Ben Sheaffer, retired senior staff scientist for Mercury Marine (Fond du Lac, WI) sees promise in Ward's work. "It's very advanced," Sheaffer says, "and certainly could become of major importance." With more than 40 years experience with IC engine design, Sheaffer's experience in lean burn stems from advanced research at Mercury that included the design and development of direct injection 2-stroke engines. "Ward has an excellent design for a 42V ignition system that has the capability to improve fuel efficiency, reduce emissions, and take lean burn even further," Sheaffer explains.

Moderately lean mixtures between 15 to 23 AFR are forbidden since conventional 3-way catalysts can't reduce NOx in an oxygen abundant atmosphere. However, NOx drops to acceptable levels under the ultra-lean conditions ranging from 24 to 26 AFR.

Ward is currently upgrading laboratory prototypes into pre-production systems that will be available to powertrain engineers for testing and evaluation by the end of the year. Following the industry trend, he will be designing these systems comprised of an ignition ECU, one or more ignitors de-signed for four IGBT switches (two ignitors for an 8-cylinder engine), and ignition coils, wires, and spark plugs. "The ECU will integrate the power converter to make the 42V step up transparent to the user, and will include a feature that makes the system user friendly and simple to implement," Ward explains. "The unique patent pending feature is based on a micro-controller which will allow the user to operate with only an ignition firing signal, instead of the usual cam or crank reference."

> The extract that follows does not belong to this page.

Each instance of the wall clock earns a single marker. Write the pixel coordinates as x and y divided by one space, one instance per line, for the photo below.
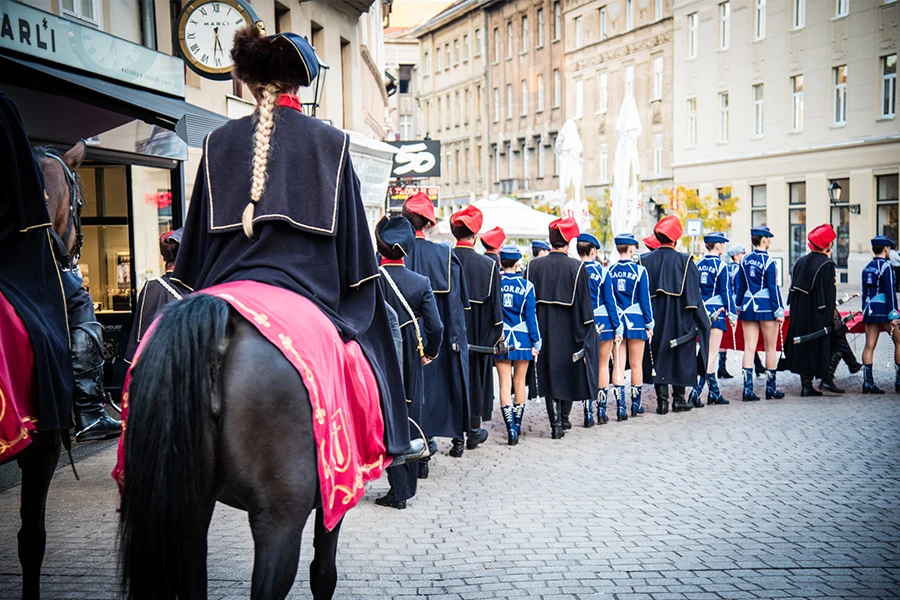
206 31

Due to the high cost of implementation, most analysts predict it will be at least a decade before entry-level vehicles come equipped with standard 42V electrical systems. But with or without 42V, Ward contends that "right now, with minimal complexity, lean burn is the only affordable technology that can simultaneously solve the problems of fuel conservation and air pollution." Ward estimates his system will add $10 or less to the cost of a 4-cylinder vehicle with a 12V electrical system. That's the estimated cost of CEI's 42V dc-dc ignition converter. "On vehicles already equipped with a 42V system, ECO-FIRE will cost the same or less than standard ignition systems."